Em uma tarde de sábado, a banda surgiu na casa onde Geraldo morava com a mãe, no Jardim dos Estados, carregando uma fita VHS, com clipe recém gravado. Era "Uma pra Estrada" em cenário de lençóis e algumas namoradas dos integrantes da banda como figuração. Geraldo assistiu, não gostou, mas agradeceu a consideração pela avant premiere, feliz.

Ficava verdadeiramente honrado diante do reconhecimento, como quando ouviu Trem do Pantanal na versão do Bando do Velho Jack, em apresentação no Aracy Balabanian.

Sem paciência com a burrice, curioso ao extremo e perfeccionista na arte, por vezes surgia com avaliações que destoavam de alguém que a primeira vista poderia parecer esnobe.

Um dia, na madrugada de um quarto escuro, surpreendeu a namorada que dançava uma música de Claudinho e Buchecha. “Isso é muito bom”, comentou sobre a dupla que desconhecia até então. Não virava o nariz para novidades, mostrou isso nas batidas eletrônicas do CD Veneno Light.

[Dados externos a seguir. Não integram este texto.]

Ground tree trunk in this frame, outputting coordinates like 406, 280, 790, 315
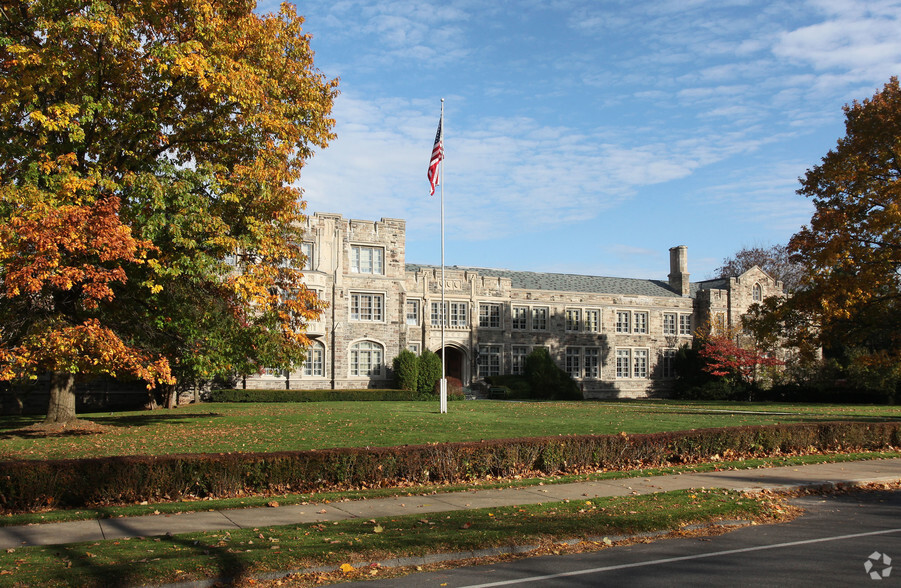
164, 384, 178, 408
44, 372, 76, 423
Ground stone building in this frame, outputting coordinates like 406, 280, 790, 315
245, 213, 782, 398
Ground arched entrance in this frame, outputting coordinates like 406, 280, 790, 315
436, 345, 469, 386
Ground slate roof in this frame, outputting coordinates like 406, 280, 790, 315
406, 263, 681, 298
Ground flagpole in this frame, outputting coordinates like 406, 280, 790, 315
438, 98, 448, 414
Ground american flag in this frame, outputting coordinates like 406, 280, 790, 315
429, 114, 444, 196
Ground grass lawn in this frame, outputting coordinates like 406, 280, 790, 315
0, 401, 901, 459
0, 489, 790, 586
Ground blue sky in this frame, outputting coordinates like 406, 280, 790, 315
258, 0, 901, 280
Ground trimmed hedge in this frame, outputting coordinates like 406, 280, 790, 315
210, 389, 463, 402
0, 422, 901, 512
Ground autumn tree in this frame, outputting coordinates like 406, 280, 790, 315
752, 78, 901, 392
716, 245, 805, 294
0, 0, 337, 421
699, 335, 785, 389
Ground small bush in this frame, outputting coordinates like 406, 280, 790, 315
418, 349, 441, 394
392, 349, 419, 391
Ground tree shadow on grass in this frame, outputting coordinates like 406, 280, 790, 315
38, 536, 249, 587
91, 410, 223, 427
0, 412, 222, 439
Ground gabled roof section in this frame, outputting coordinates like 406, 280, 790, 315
406, 263, 681, 298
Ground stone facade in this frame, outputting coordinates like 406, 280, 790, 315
245, 213, 782, 398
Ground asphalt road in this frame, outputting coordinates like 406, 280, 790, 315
344, 491, 901, 588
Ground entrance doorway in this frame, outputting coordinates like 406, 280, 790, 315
438, 347, 469, 386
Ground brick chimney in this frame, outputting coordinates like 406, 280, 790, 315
669, 245, 691, 297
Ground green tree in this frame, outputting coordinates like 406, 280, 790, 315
523, 347, 582, 400
0, 0, 337, 421
716, 245, 804, 293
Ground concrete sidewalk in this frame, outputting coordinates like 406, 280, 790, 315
0, 458, 901, 549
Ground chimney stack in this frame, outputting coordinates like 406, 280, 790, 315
669, 245, 691, 297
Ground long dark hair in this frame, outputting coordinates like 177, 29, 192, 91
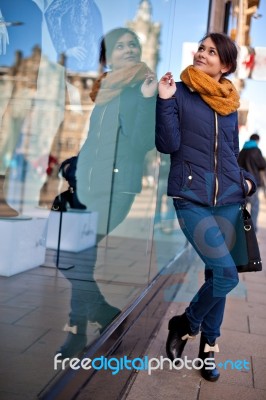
99, 28, 141, 66
200, 32, 237, 76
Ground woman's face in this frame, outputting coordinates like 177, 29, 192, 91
193, 38, 229, 81
108, 33, 141, 70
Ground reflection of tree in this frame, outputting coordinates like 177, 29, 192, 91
44, 0, 102, 70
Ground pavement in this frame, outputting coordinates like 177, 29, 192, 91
122, 193, 266, 400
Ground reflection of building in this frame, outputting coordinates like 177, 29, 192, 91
0, 0, 160, 169
127, 0, 161, 71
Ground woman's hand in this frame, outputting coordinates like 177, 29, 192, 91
141, 72, 158, 97
158, 72, 176, 100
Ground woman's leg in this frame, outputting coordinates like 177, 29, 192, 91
174, 199, 240, 340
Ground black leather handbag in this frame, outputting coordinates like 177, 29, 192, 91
236, 206, 262, 273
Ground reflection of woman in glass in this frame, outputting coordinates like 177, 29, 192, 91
59, 28, 157, 357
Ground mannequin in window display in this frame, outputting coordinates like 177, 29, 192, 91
0, 0, 102, 217
55, 28, 157, 358
0, 10, 18, 218
33, 0, 103, 206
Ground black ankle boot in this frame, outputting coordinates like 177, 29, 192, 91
52, 186, 87, 212
166, 313, 195, 361
56, 319, 88, 359
198, 334, 220, 382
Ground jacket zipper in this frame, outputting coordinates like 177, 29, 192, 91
213, 111, 219, 206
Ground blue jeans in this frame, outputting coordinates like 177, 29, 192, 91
174, 199, 241, 343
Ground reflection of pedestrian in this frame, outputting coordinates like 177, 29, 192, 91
59, 28, 157, 357
238, 133, 266, 230
156, 33, 256, 381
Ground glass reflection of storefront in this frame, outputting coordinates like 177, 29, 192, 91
0, 0, 208, 399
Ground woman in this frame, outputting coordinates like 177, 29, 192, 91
59, 28, 157, 357
156, 33, 256, 381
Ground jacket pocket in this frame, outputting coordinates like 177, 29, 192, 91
182, 161, 193, 190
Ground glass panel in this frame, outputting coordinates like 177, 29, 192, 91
0, 0, 210, 398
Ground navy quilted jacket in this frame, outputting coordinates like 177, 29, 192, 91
156, 82, 256, 206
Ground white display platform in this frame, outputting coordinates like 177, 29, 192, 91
0, 216, 47, 276
46, 209, 98, 253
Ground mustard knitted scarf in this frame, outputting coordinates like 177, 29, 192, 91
90, 62, 151, 104
180, 65, 240, 115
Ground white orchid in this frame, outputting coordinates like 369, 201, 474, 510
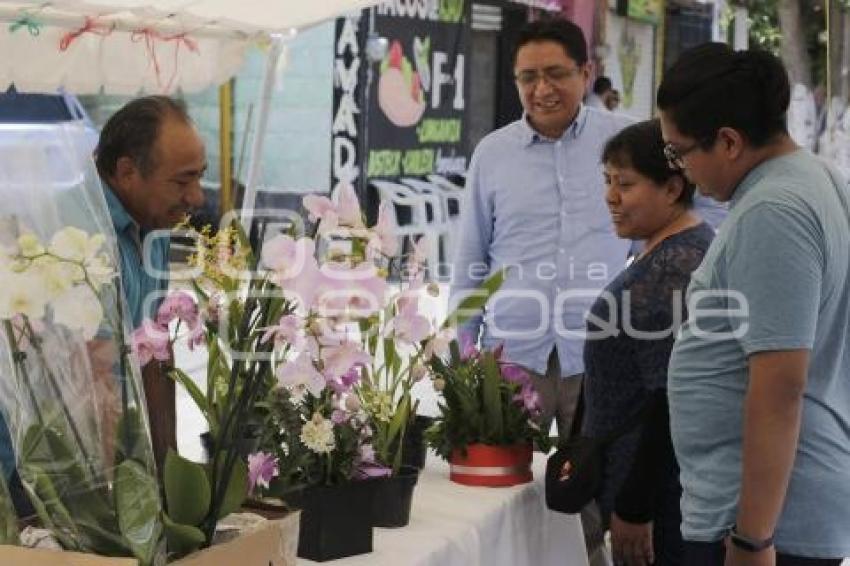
48, 226, 106, 263
48, 226, 113, 289
51, 285, 103, 340
300, 413, 336, 454
30, 256, 78, 300
0, 227, 113, 340
277, 352, 326, 400
0, 271, 48, 320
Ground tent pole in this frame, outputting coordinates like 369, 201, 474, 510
241, 34, 284, 233
218, 79, 234, 215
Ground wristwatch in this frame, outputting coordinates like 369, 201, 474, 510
729, 525, 773, 552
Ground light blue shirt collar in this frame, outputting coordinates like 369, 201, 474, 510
520, 104, 587, 146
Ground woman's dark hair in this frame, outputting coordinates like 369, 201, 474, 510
593, 75, 614, 95
602, 119, 695, 208
95, 96, 192, 177
513, 18, 587, 67
657, 43, 791, 148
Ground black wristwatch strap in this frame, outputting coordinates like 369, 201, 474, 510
729, 525, 773, 552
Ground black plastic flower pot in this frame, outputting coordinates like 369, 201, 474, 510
401, 415, 434, 470
285, 481, 374, 562
201, 424, 260, 461
372, 466, 419, 528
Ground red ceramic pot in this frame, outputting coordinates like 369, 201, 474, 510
449, 444, 532, 487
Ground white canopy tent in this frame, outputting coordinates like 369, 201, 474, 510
0, 0, 378, 227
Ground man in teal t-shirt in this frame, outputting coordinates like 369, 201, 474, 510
658, 44, 850, 566
93, 96, 207, 466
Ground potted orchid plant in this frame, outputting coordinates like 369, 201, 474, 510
133, 223, 284, 556
426, 336, 549, 487
0, 227, 165, 566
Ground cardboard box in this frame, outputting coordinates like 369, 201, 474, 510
0, 545, 139, 566
0, 512, 300, 566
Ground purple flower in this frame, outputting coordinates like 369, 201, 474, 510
340, 367, 360, 389
501, 364, 531, 385
331, 409, 348, 424
460, 332, 480, 361
131, 318, 171, 366
514, 383, 541, 416
248, 452, 280, 493
156, 291, 198, 329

Geraldo não ligava para nada além de suas convicções, independente de popularidade, unanimidades ou do politicamente correto. Era bicho solto, ironicamente escondido no convívio de poucos.

Ganhava dinheiro com fazendas deixadas pelo pai e pelo tio Lúdio Coelho, por isso tinha o conforto de uma vida sem canções comerciais. Até produziu para ganhar dinheiro, mas desistiu, não tinha essa vocação.

Cansou de trocar exemplares do CD Litoral Central, gravado em 1997, por outros artistas, por exemplo. Deixava os seus discos na loja que ficava no Shopping Marrakech em permuta, e saia de lá com compositores como o francês Debussy.

Geraldo morreu quando sua música mais famosa completa 40 anos. Não cumpriu a promessa de fazer a viagem novamente rumo a Santa Cruz, agora aos 57 anos.

Morreu no Natal, em uma cena trágica que caberia bem em letra soturna escrita por ele mesmo, mas com algum humor e ironia.

Fica muito de Geraldo Roca em cada uma das suas canções, assim como a imagem do homem sempre de jeans e camisa abotoada até o colarinho.

Na despedida, uma de suas frases ganha sentido como nunca na minha vida: “Não se mergulha nunca mais no mesmo rio”.